Bersih 2.0 points out that had the last parliamentary and state elections were been held with non-constituency seats or women-only additional seats as proposed by the national conference, our legislatures would have been more gender inclusive.

For example, if 55 women-only seats were added to Parliament’s current 222 seats, making a total of 277 seats, such women-only seats would constitute 20%. Even with only 24 women elected from the constituencies, these additional 55 members would ensure that  Parliament would have 79 women members or 28.5%. (see Table below)

A similar solution would have increased Terengganu’s women representation from 0% to 20%. Similarly, women representation in 11 other states would have soared from 5.6%-16.1% to 22.4%-32.9%.

And if 30% non-constituency seats with 50% women quota were implemented in Selangor in 2013, the state would have 32.5% women members instead of 25%.

Aside from Barisan Nasional, Bersih 2.0 also calls upon Pakatan Harapan and Pas to support the idea of women-only additional seats or non-constituency seats and implement it in  Selangor, Penang and Kelantan where they rule.

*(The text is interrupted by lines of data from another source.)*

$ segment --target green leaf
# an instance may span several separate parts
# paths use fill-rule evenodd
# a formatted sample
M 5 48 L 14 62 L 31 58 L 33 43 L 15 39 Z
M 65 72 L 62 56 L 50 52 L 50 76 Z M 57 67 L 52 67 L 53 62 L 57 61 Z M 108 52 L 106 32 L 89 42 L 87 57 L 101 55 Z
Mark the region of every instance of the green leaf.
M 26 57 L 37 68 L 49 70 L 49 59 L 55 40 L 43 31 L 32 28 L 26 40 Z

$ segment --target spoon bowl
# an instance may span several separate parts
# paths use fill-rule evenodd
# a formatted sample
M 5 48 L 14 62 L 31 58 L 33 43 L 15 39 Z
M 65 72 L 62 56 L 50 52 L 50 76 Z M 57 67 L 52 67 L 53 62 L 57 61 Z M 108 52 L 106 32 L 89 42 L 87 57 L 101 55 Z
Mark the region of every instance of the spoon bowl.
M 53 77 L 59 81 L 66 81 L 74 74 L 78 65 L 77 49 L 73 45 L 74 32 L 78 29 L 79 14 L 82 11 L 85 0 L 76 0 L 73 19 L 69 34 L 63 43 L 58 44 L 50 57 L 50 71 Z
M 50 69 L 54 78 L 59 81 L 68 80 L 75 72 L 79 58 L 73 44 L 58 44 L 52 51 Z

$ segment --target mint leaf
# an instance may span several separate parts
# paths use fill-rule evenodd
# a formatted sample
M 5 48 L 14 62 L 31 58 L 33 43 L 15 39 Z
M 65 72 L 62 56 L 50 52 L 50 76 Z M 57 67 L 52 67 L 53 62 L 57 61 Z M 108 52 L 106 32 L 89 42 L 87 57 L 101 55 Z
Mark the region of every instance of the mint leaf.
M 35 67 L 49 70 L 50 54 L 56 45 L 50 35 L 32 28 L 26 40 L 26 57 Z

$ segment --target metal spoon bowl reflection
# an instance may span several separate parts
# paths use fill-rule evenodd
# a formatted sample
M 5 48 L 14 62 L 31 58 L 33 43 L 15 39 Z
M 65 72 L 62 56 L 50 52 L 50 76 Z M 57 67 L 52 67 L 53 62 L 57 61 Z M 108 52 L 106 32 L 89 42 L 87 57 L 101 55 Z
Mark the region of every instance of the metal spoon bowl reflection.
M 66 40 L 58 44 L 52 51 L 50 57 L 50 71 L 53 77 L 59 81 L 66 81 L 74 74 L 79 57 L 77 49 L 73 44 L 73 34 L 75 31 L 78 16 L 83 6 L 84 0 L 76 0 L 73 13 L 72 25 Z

The addition of women-only additional seats to Malaysia’s first-past-the-post system would make it resemble the mixed-member majoritarian system implemented in Japan, South Korea, Taiwan and 20 other countries, except that voters can directly vote for the parties in those countries.

The conventional mixed-member majoritarian system would give voters two separate ballots: one ballot to vote for a constituency representative under the first-past-the-post system and another ballot to vote for a party under the party list proportional representation system. Hence, this innovation can be a pilot test before a full switch from first-past-the-post to a mixed-member system.

While the prime minister’s concern for women’s under-representation in politics is welcome, the offer to appoint 30% women senators after the general election is a cheap political gimmick.

On the same note, Bersih 2.0 urges the prime minister to implement women-only additional seats in Parliament in time for the general election. This would ensure that the 30% quota will be met and that there will be a significant percentage of women’s representation in the law-making process.

There are 70 senatorial posts but currently only 62 are appointed, with 12 being women. The federal government, Pahang and Johor have six, one and one vacancies to fill.

If the prime minister so wishes, he could immediately have eight women appointed as senators and the women’s percentage in the Senate would immediately reach 28.5%, without having to wait for the general election.